Experiencing XPath

Introduction

A couple of months back, we had announced that we will be illustrating XML related technologies using programming languages such as C#, Python and Java. We begin the second part of our XML series where we intend to discuss XML from a programmer’s point of view. It is important that you understand the basics before you read these. Most articles in the XML series are available online at www.developeriq.com

XML developers have to keep themselves abreast of some of the latest technologies that have cropped up in the past two years. One such technology that has gained both mindshare as well as confidence of developers is XPath. 

You have by now understood the nuances of XML basics such as DTDs, XML Schemas and XHTML. However, when it comes to processing and gathering information from specific parts of XML documents, you require more than what you have gathered up to this point.

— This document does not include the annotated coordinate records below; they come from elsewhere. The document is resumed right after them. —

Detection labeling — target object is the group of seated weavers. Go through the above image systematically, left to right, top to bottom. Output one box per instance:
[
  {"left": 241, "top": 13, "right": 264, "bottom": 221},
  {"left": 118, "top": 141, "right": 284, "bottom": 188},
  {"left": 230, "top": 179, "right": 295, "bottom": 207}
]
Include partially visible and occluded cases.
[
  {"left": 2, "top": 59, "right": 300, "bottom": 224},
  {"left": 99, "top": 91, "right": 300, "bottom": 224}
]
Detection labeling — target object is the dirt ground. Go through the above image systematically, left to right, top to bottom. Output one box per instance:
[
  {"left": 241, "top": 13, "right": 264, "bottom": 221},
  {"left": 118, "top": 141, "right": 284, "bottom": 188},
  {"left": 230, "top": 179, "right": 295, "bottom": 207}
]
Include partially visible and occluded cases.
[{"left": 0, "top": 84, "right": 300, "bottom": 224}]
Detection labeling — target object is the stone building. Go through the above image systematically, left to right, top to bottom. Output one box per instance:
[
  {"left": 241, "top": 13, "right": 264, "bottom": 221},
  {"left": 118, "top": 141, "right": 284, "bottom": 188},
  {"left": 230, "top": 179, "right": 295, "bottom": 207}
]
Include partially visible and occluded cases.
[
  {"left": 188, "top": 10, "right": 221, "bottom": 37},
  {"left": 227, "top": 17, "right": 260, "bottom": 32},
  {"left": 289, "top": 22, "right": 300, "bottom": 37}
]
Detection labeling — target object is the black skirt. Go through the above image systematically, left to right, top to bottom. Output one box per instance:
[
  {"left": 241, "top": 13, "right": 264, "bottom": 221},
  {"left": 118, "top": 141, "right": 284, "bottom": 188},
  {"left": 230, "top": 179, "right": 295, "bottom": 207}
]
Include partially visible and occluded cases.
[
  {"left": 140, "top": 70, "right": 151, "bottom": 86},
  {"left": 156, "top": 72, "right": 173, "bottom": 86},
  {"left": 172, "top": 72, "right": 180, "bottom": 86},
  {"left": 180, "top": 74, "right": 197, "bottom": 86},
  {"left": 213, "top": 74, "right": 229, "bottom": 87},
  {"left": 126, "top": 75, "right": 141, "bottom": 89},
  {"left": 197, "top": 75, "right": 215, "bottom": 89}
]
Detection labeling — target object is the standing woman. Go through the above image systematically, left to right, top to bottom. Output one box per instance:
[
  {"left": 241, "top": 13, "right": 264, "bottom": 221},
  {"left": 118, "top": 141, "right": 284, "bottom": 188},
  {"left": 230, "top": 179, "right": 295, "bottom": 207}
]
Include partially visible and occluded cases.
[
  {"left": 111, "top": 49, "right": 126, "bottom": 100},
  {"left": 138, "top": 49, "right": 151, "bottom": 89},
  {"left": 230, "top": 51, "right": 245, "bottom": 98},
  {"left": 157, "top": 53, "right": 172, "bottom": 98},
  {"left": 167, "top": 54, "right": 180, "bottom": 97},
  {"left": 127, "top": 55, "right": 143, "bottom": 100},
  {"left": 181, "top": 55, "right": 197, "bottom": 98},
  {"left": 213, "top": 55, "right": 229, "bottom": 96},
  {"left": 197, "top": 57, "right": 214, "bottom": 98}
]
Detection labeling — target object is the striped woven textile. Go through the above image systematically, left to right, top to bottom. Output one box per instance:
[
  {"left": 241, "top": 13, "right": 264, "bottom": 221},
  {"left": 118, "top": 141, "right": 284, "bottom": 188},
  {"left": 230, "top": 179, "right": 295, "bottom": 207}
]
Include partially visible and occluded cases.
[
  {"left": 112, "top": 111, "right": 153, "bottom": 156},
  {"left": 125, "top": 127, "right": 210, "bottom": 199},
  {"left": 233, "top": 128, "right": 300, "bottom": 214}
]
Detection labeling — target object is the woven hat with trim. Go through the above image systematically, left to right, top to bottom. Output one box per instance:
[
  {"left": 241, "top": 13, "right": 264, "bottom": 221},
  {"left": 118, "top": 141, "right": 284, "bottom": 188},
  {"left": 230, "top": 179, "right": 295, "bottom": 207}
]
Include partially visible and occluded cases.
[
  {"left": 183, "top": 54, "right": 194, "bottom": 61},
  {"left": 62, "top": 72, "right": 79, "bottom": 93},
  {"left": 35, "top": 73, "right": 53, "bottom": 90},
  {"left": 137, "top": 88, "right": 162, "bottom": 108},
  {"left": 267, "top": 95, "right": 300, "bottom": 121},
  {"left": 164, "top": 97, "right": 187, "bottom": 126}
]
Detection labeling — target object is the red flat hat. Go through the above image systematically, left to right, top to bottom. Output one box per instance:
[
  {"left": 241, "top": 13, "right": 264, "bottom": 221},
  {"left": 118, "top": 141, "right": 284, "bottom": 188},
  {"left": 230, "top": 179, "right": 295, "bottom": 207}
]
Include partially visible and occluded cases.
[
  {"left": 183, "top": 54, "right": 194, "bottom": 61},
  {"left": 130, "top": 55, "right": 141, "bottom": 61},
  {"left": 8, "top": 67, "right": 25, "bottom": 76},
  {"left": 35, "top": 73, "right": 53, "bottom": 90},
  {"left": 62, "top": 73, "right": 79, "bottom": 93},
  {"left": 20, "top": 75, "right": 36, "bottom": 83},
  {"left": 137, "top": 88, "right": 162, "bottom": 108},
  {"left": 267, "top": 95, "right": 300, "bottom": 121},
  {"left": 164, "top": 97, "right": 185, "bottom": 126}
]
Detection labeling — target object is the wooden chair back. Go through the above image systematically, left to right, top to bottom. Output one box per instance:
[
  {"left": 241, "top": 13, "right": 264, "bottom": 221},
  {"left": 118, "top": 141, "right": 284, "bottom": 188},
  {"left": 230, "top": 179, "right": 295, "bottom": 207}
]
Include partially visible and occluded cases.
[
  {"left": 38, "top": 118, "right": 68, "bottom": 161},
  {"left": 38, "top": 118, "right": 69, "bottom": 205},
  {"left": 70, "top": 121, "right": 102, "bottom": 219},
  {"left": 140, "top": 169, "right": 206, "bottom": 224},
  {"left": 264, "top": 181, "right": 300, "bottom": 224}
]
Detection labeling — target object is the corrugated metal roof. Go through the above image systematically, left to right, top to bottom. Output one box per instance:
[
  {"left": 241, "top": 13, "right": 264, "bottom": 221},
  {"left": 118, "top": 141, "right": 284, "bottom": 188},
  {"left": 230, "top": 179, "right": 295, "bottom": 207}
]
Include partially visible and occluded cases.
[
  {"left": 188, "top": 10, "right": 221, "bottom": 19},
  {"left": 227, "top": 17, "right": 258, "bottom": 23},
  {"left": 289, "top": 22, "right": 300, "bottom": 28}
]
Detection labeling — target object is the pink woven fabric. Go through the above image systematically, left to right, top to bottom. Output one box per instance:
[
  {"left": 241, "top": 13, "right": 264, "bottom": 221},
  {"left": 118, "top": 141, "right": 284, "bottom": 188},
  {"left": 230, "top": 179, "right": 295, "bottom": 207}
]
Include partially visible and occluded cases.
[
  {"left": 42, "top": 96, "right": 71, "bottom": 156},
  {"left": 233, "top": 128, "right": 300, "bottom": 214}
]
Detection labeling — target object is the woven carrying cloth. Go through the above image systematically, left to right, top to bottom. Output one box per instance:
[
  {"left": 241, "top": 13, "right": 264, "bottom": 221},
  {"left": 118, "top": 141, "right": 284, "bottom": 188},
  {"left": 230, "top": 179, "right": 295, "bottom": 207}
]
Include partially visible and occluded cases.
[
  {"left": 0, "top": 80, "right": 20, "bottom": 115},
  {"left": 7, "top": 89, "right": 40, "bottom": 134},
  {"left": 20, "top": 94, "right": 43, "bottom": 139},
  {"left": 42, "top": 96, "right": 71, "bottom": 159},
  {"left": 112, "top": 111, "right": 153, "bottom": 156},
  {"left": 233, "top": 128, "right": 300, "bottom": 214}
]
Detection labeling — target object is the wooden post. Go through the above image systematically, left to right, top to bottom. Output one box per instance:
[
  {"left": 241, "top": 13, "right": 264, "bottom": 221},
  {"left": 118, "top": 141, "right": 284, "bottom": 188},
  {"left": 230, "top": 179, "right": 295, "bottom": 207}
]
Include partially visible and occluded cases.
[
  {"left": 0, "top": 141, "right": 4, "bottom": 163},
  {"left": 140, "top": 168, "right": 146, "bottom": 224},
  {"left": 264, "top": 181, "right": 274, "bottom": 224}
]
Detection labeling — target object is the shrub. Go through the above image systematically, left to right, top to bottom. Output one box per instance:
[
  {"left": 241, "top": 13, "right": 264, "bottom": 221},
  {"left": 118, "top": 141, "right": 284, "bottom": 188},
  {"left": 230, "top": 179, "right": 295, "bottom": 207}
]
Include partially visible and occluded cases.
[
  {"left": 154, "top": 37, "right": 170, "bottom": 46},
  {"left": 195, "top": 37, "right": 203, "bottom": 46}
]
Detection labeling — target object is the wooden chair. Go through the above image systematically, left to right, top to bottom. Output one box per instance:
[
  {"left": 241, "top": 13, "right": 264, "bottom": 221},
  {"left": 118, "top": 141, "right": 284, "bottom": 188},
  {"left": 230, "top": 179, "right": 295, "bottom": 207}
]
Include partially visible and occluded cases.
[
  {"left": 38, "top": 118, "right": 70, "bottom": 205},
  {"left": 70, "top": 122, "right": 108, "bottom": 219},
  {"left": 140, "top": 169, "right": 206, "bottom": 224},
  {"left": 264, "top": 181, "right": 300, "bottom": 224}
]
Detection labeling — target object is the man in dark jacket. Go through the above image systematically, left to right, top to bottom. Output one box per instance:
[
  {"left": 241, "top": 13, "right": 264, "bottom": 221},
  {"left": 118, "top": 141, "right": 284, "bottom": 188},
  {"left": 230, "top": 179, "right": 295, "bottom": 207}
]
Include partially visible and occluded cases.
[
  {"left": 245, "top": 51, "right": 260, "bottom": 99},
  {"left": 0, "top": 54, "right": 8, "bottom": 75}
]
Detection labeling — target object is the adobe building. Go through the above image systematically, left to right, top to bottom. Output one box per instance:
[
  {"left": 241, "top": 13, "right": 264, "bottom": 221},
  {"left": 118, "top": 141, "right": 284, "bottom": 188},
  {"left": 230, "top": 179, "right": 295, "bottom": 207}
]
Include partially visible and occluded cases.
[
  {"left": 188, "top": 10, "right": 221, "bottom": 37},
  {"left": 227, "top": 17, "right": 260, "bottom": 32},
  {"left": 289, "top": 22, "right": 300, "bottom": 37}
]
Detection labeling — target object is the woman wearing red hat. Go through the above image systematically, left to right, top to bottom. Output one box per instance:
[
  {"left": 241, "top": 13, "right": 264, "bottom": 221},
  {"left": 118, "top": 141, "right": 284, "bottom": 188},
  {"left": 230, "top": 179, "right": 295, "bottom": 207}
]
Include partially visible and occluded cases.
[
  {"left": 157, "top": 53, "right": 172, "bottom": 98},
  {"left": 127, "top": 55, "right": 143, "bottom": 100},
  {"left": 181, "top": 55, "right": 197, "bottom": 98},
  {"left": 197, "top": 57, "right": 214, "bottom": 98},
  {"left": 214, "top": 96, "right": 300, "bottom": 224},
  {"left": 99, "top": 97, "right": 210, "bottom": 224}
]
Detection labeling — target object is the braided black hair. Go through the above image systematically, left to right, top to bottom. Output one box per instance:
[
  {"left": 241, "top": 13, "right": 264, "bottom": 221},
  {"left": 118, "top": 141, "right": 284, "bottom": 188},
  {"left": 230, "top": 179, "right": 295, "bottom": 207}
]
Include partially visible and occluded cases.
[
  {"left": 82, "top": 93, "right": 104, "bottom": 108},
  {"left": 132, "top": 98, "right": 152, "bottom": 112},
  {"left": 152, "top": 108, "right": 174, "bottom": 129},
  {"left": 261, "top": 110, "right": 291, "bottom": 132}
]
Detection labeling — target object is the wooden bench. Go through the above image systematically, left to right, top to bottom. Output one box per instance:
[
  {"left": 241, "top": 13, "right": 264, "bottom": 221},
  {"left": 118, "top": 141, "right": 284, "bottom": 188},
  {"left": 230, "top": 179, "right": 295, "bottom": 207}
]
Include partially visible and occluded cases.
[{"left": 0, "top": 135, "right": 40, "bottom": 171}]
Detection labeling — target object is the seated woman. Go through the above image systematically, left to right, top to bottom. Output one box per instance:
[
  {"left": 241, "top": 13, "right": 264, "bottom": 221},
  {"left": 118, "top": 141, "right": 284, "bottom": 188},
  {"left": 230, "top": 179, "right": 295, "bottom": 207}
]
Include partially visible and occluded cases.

In some cases you would like to process certain parts of an XML document. Consider a large XML score sheet of statistics on cricket players. If you specifically want to work on the part where cricketers are identified as say “Indian batsmen” what would you do? Or if you want exclude some part of the document, like personal details of players, you need to look at technologies such as XPath.

XPath is actually a sub-language for finding information in an XML document. It is used to navigate through elements and attributes in an XML document and can define different parts of an XML document. XPath uses path expressions to navigate through XML documents and is actually a part of XSLT, which we learned almost six months back. XPath is the result of an effort to provide a common syntax and semantics for functionality shared between XSL Transformations [XSLT] and XPointer [XPointer].

Path Expressions
XPath data model represents most parts of a serialized document as a tree of nodes. For example, a root node represents the XML document itself. There are element nodes for representing elements and attribute nodes for node element node. XPath uses path expressions to select nodes or node-sets in an XML document. Most parts of an XML document can be represented through the XML Path expressions. However, XML DOC TYPE definitions cannot be represented and also avoided are XML declarations.

Nodes
Node is a representation in the XPath data model of a logic part of an XML document. In XPath, there are seven kinds of nodes: element, attribute, text, namespace, processing-instruction, comment and document (root) nodes. XML documents are treated as trees of nodes. The root of the tree is called the document node (or root node).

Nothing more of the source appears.